It is not just Halifax, the criteria is worse with other lenders and there are literally a handful of lenders prepared to stick their necks out and lend past age 75. One of those innovators is National Counties and without starting to sound like an advert for them I do take my hat off to them for trying to help those that are currently not being looked after by the mainstream lenders.
Equity Release Lifetime Mortgages Go From Strength-To-Strength
It is no wonder then that a study by Age Partnership has found that the number of people who have used an equity release plan to repay an interest only loan has risen from 78 in April 2014 to 229 in April 2015. Although this is a small survey the facts are clear that equity release is currently the only viable option for many clients over the age of 55 that have been deserted by mainstream lenders. Equity release used to have a dirty name but the market has changed massively in the last few years and now the options from equity release loans are very competitive and are nowhere near as restrictive as they once were, we have seen a huge number of enquiries for equity release loans or lifetime mortgages as some lenders call them. There is definitely a gap for mainstream lenders to start lending lifetime mortgages as currently it is serviced by insurance providers such as Aviva, which is odd.

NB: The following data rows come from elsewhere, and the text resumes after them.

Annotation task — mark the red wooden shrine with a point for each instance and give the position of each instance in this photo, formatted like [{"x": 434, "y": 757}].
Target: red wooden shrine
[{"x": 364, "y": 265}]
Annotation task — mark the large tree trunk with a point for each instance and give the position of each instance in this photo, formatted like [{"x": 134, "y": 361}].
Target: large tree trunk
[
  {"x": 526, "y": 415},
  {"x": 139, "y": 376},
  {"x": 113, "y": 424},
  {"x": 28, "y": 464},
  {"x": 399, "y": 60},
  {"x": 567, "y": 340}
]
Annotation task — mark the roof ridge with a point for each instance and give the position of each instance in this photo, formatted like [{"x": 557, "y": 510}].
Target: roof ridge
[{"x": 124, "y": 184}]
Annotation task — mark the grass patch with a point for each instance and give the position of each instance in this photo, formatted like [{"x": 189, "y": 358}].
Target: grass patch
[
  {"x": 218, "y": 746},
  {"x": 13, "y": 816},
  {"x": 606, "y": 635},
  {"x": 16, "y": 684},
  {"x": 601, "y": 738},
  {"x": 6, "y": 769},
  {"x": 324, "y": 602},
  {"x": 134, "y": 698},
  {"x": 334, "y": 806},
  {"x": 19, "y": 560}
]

Self-Employed Second Class Citizens
Mortgage lenders sometimes treat self-employed as second class citizens. Let’s use a company and call it ‘Sepp Blatter Ltd’. There are still lenders now that require 3 years business figures for ‘Sepp Blatter Ltd’ and if there has been a face value decrease in profits then some lenders won’t lend. But get this, the same lenders will lend to an employee of ‘Sepp Blatter Ltd’ that started on a full time employed wage only last week! If ‘Sepp Blatter Ltd’ fails as a company then the employee is no more a safe bet to lend money to than the owner of the business.

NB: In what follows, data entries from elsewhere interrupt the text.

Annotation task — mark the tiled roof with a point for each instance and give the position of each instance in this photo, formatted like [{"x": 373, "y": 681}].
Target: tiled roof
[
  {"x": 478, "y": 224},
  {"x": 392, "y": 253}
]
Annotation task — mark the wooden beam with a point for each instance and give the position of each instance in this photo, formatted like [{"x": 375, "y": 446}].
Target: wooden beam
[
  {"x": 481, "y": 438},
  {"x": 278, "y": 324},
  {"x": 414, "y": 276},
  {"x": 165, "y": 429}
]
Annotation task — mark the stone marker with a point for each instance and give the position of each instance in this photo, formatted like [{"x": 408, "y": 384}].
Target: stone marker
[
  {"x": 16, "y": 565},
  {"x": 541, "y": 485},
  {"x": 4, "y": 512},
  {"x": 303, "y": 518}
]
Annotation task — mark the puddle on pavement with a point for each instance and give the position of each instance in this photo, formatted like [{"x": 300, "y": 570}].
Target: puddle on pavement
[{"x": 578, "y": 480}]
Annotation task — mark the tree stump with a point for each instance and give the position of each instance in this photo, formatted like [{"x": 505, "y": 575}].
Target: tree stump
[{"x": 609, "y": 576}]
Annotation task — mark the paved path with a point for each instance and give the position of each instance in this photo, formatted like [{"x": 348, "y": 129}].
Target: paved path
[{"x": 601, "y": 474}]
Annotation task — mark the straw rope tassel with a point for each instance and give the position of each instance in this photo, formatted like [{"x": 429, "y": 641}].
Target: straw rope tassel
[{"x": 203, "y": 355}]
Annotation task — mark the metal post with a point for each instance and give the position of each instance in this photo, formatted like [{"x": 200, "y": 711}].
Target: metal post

Innovation is shown by some lenders. Those decreasing profits I mentioned were due to investment in new machinery and technology that will see profits rise greatly in the coming years but as lenders don’t have the time or the resources to be looking at anything more in depth than an SA302 or an accountants reference the self-employed can often be left wanting. Luckily we are whole of market mortgage brokerage and we can approach the few lenders that do use innovation such as the Coventry Building Society. Coventry will use a Ltd company or a sole trader’s latest years figures in the calculations. Furthermore, we can have them accept net profit plus salary rather than using salary and dividends, this is great for someone who does not want or need to take out dividends which would otherwise take them into a higher tax bracket and has therefore instead retained their profits in the company.
There are lenders too that will lend using 1 years accounts or who will lend to professionals that after many years employed have started their own practice and only have 6 months to a year’s accounts BUT this sector still needs more innovation as the self-employed could be better served.

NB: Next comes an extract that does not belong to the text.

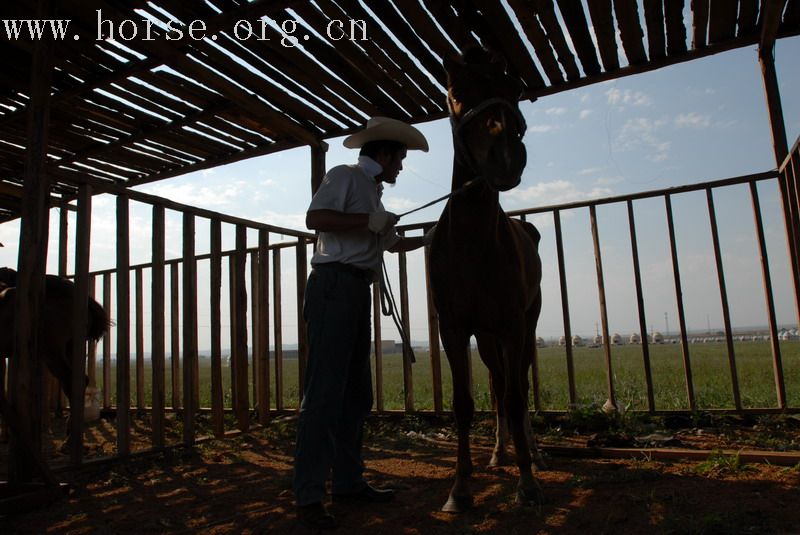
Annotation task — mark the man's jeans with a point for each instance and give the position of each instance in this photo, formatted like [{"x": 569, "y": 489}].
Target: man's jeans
[{"x": 338, "y": 384}]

I wanted to mention the interest only mortgage prisoners. There are people out there and some of you reading this may recognise yourselves as someone who has an interest only mortgage, has bags of equity in your main residence or in other property and has a very valid method of repaying your loan but it is not recognised by the mortgage lenders and no one will lend to you.
Lenders have put in place very restrictive criteria for being able to get an interest only loan, in fact, some like NatWest and Nationwide will only lend on a capital and interest basis. For a client with a multi-million pound company that they intend to sale at age 60 to repay their mortgage so they can go live 6 months of the year in the South of France would find this unacceptable by all mortgage lenders as a repayment vehicle. You must typically have a pension with enough cash to repay the loan or stocks and shares to the value of the loan. Common sense lending went out of the window for interest only a while ago and again equity release lenders are picking up the lending mainstream banks won’t do so to be clear, the lending is happening just not through the banks that you would expect to lend you the money, crazy.
A Final Thought From Europe….
The Mortgage Credit Directive arrives from Brussels next March and it’s policies are being put in place already. This ruling will not allow any clients with a mortgage to change to a new mortgage lender where they fall foul of the new rules brought in by the Mortgage Market Review of 2014. Until recently lenders had been able to show initiative in helping those clients that were clearly able to pay the mortgage but were now falling foul of affordability rules, but the new directive will offer no discretion, no appeals, it is black and white and you’re either in or out so watch out!
With mortgage lending figures up year on year in April 2015 for the first time since July 2014 let’s hope for some Uber innovation from lenders to give it another boost as we head in the 2nd half of 2015!